In his own career, he collaborated with many distinguished physicians and researchers including Professor Archie Cochrane in Cardiff, Professor S.S. Stevens at the Psychoacoustical Laboratory at Harvard, Professor Bruce Sayers at Imperial College, London and the Nobel prize-winner Georg von Békésy. He developed interests in evidence based medicine, medico-legal aspects of noise induced hearing loss and biological signal analysis of the vestibular system, and conducted pioneering epidemiological studies worldwide.

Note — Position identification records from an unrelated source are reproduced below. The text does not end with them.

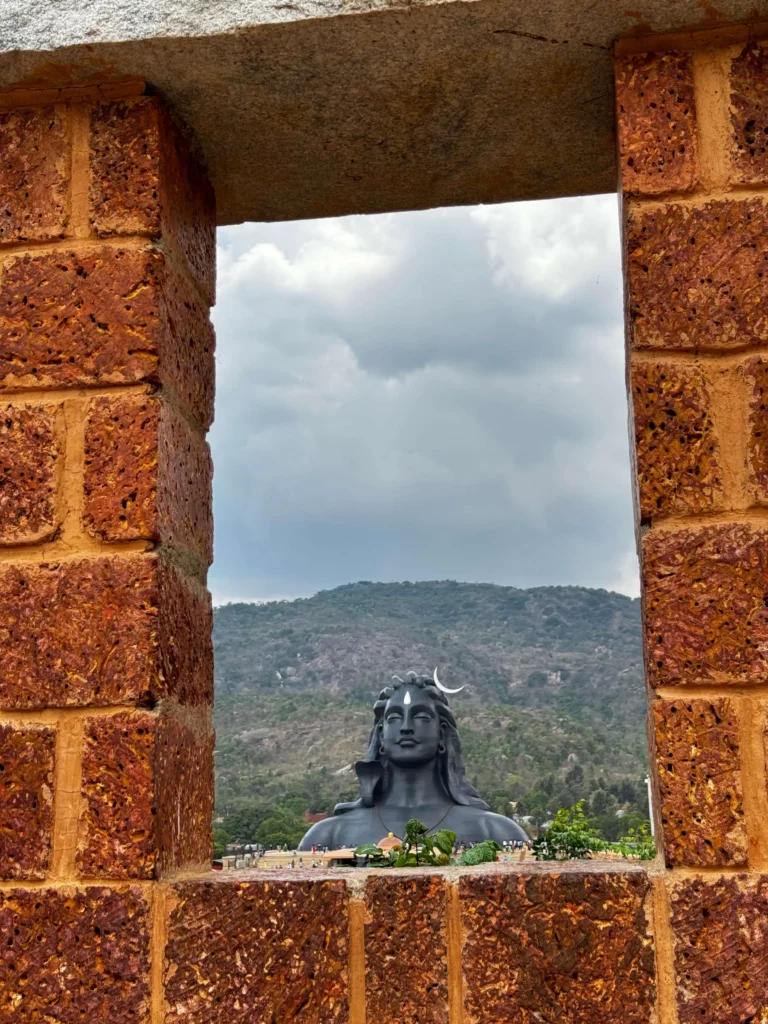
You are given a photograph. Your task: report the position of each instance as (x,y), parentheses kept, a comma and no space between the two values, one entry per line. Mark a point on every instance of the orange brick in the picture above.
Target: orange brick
(101,631)
(27,761)
(270,950)
(748,111)
(147,474)
(101,316)
(147,797)
(75,954)
(656,122)
(144,179)
(699,774)
(677,450)
(34,175)
(697,275)
(706,605)
(29,473)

Professor Hinchcliffe studied physiology and medicine and his internship was also in Manchester. He then joined the RAF and ran the Air Force acoustics laboratory working on hearing protection. He left the RAF and went to work for the MRC Wernher research unit at Kings College Hospital, London. At this time he had a Wernher travelling fellowship which enabled him to spend a year at the Psychoacoustics Laboratory at Harvard.

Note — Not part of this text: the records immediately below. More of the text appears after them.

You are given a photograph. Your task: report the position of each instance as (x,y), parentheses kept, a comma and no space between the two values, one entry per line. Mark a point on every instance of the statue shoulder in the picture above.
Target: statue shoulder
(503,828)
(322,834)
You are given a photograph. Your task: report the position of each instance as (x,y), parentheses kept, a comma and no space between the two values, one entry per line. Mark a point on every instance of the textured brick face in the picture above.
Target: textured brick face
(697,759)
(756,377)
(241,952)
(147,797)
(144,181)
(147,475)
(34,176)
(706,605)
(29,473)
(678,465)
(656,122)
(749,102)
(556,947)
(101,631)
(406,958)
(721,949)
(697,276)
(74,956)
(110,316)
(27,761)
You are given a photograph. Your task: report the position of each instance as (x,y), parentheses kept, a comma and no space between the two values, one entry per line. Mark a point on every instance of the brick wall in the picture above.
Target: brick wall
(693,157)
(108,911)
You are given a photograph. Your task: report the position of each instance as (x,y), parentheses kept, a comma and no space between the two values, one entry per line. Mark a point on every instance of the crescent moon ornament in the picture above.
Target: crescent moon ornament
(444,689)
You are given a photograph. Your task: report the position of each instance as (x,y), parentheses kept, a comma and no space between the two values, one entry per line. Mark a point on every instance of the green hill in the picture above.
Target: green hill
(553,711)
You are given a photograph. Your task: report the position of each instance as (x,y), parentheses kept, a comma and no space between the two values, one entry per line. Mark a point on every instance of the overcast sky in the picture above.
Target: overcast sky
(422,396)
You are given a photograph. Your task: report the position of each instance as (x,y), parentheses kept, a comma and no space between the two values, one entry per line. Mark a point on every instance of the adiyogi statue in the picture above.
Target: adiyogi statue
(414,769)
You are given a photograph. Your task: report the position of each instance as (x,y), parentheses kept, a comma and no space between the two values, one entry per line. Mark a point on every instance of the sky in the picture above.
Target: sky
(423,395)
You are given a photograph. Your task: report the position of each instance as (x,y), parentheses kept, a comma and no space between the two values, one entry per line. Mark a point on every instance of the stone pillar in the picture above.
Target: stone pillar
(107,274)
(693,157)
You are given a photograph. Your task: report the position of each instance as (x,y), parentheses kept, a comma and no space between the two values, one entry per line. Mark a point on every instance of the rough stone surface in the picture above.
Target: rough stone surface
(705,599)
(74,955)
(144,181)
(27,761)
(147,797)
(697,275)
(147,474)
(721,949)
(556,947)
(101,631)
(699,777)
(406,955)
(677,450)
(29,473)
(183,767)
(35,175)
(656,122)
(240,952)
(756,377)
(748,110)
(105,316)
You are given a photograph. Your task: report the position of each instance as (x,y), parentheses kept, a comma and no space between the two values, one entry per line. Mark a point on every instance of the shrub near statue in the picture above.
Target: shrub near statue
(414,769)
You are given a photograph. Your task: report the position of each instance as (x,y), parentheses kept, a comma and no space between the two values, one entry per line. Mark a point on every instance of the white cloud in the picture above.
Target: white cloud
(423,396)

Returning to London he spent much of his time in Wales and Scotland on epidemiological studies with Archie Cochrane, which established his international reputation. This work on normally hearing adults provided the baseline for subsequent population studies, in the UK and abroad, which have been used to quantitatively assess the effects of noise on hearing. This is a field to which he returned frequently and he was involved in many of the earliest medico-legal cases for noise induced hearing loss, continuing to write on this topic long after his retirement. In 1960 he was invited to the University of Iowa, USA, to establish a balance research laboratory. Much of his work there was concerned with Ménière's disorder and the psychological factors underlying it. This was another aspect of his work that recurred throughout his professional career and contributed to improving our understanding of tinnitus, particularly with his studies in the 1980s.

In 1963, he was appointed as Consultant Neuro-otologist at the Royal National Throat Nose & Ear Hospital, establishing a vestibular research laboratory. He was awarded a personal Chair in Audiological Medicine in 1977, which later became an established Chair. He was one the founders of the British Society of Audiology in 1967 and was Secretary General of the International Society of Audiology from 1972 to 1990 and later President of the Society.

In London he continued the main themes of his clinical and research endeavours in auditory and vestibular medicine both in the UK and worldwide. In the early 1970s he worked with many individuals in the UK to highlight the inadequacies of existing hearing rehabilitation services within the UK National Health Service. His work led to the establishment of a training programme for the speciality under the auspices of the Joint Committee for Higher Medical Education. The first appointment was made in 1975 and there has been a slow expansion of the speciality since that time.

Over the years he was responsible for the training of many young doctors and scientists, from all over the world, working in the field of hearing and balance and their disorders and he was always very supportive of able and enthusiastic individuals throughout their careers. He was an invaluable source of information, even long after his retirement, and will be sorely missed by all his friends and former colleagues worldwide.